Horror Scribe’s Christmas Folklore Fiction Competition: Whether you’re an expert in flash fiction or just want to dabble, Horror Scribes provides an outlet for horror writers everywhere to write something short and fun even outside of Halloween. They welcome pieces up to 300 words based on a seasonal prompt. The deadline for the current prompt, Christmas Folklore, is December 15, 2017, but they run seasonally, so if finals are too intense they should have another competition in the new year.
Winter Break Projects
Boulevard Short Fiction Contest: This contest is geared towards emerging writers who have not published a book by a nationally distributed press. The promise of publication and a $1,500 reward is especially enticing. Enter a piece of fiction, poetry, or nonfiction up to 8,000 words by December 31, 2017 with a small entry fee.

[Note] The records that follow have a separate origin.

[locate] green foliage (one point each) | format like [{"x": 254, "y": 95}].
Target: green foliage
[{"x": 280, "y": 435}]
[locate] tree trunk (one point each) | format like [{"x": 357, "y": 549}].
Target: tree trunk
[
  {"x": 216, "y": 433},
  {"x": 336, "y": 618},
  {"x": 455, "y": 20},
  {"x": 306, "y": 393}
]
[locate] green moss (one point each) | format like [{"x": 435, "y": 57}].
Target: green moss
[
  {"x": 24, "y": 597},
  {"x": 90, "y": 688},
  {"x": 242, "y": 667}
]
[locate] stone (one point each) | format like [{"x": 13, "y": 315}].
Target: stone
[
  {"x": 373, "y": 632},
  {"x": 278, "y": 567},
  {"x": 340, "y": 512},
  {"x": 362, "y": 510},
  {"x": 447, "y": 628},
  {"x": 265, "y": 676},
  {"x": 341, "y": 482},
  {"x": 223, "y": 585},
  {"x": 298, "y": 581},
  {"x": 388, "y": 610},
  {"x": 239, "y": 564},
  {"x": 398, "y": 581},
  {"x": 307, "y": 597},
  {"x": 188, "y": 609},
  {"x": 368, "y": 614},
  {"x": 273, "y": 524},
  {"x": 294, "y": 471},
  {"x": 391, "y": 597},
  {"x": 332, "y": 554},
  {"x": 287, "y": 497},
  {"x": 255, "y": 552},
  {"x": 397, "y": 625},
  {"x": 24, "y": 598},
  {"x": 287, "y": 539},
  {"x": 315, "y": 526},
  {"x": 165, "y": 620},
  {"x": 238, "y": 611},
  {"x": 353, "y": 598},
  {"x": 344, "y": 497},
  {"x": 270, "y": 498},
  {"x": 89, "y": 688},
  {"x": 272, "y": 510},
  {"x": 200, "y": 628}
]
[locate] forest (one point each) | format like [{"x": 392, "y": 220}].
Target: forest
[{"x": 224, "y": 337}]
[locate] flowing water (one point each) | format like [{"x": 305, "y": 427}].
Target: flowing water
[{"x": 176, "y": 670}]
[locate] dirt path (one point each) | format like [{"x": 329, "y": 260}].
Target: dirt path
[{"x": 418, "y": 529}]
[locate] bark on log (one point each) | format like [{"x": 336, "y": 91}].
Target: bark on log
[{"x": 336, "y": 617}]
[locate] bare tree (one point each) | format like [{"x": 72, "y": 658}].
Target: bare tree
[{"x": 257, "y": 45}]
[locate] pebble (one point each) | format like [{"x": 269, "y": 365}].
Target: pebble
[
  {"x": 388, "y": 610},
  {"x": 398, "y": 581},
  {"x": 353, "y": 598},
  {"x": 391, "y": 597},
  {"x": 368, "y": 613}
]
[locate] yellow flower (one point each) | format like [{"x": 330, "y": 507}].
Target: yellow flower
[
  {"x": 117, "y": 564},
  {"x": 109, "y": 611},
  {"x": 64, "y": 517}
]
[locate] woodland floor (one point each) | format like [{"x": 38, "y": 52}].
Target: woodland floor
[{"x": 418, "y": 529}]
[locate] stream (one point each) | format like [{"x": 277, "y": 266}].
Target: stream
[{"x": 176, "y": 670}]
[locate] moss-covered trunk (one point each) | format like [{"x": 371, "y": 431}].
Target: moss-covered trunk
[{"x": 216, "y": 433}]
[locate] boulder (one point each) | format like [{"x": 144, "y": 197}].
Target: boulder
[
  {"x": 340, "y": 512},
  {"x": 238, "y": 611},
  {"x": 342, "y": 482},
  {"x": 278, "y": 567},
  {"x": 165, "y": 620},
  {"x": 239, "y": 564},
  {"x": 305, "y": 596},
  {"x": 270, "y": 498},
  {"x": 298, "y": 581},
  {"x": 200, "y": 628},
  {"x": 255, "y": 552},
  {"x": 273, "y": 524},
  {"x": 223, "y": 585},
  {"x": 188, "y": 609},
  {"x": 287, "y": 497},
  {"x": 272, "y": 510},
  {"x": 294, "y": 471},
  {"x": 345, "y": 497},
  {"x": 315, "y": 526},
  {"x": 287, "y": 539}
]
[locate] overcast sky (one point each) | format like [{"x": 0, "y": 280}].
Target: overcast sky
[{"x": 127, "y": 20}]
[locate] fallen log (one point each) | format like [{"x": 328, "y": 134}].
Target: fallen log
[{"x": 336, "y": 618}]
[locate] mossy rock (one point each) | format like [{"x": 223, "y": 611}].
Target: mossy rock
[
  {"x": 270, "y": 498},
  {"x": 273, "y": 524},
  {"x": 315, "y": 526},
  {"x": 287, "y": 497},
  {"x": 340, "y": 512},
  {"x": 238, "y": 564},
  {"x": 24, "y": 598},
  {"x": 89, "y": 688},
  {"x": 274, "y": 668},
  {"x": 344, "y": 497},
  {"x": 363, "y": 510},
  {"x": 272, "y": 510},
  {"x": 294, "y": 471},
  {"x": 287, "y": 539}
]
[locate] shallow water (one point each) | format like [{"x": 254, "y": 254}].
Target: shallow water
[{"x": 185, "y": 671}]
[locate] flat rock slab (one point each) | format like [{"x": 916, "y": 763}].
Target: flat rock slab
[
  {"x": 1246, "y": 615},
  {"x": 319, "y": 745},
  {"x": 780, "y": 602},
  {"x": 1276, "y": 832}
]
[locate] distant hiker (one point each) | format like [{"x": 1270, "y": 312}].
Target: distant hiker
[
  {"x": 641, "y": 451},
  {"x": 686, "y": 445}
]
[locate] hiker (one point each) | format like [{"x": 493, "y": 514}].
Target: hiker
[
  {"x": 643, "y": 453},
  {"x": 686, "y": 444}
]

Society of Classical Poets Competition: This competition calls for a small (3-5) collection of poems based on the society’s four themes, one of which is the Issues of Our Age: Human Rights in China, Terrorism and Communism, and the Environment. For those of you who enjoy tackling larger issues in this elegant format, have your submissions ready by December 31, 2017.
Mogford Short Story Competition: Because this contest is hosted by a hotels and restaurants group, it makes sense that the prompt is food and drink. This is an interesting challenge for anyone who isn’t a prolific foodie, especially given the 2,500-word limit. Submit your stories and a £10 entry fee by January 15, 2018 for a chance at the £10,000 prize.
Norman Mailer Writing Awards: The National Council of Teachers of English hosts annual competitions for college students in nonfiction and poetry, and while they’re refining their 2017 competition, their 2018 competition opens on March 1, 2018, leaving plenty of time to plan ahead in order to best go for the promised $2,500 award.
Raymond Carver Short Story Competition: Carve Magazine claims this long-running competition is one of the most prestigious in fiction, and after reading through the winners, you can see why. Submit your best short story during their submission period, April 1-May 15, 2018, in hopes of receiving one of the cash awards.
The Norton Writer’s Prize: If you write amazing literary essays and can get a faculty member to sponsor it, why not enter one for hopes of a cash prize up to $1,500? Submit your best written work for an undergraduate writing class that ranges between 1,000-3,000 words by June 15, 2018.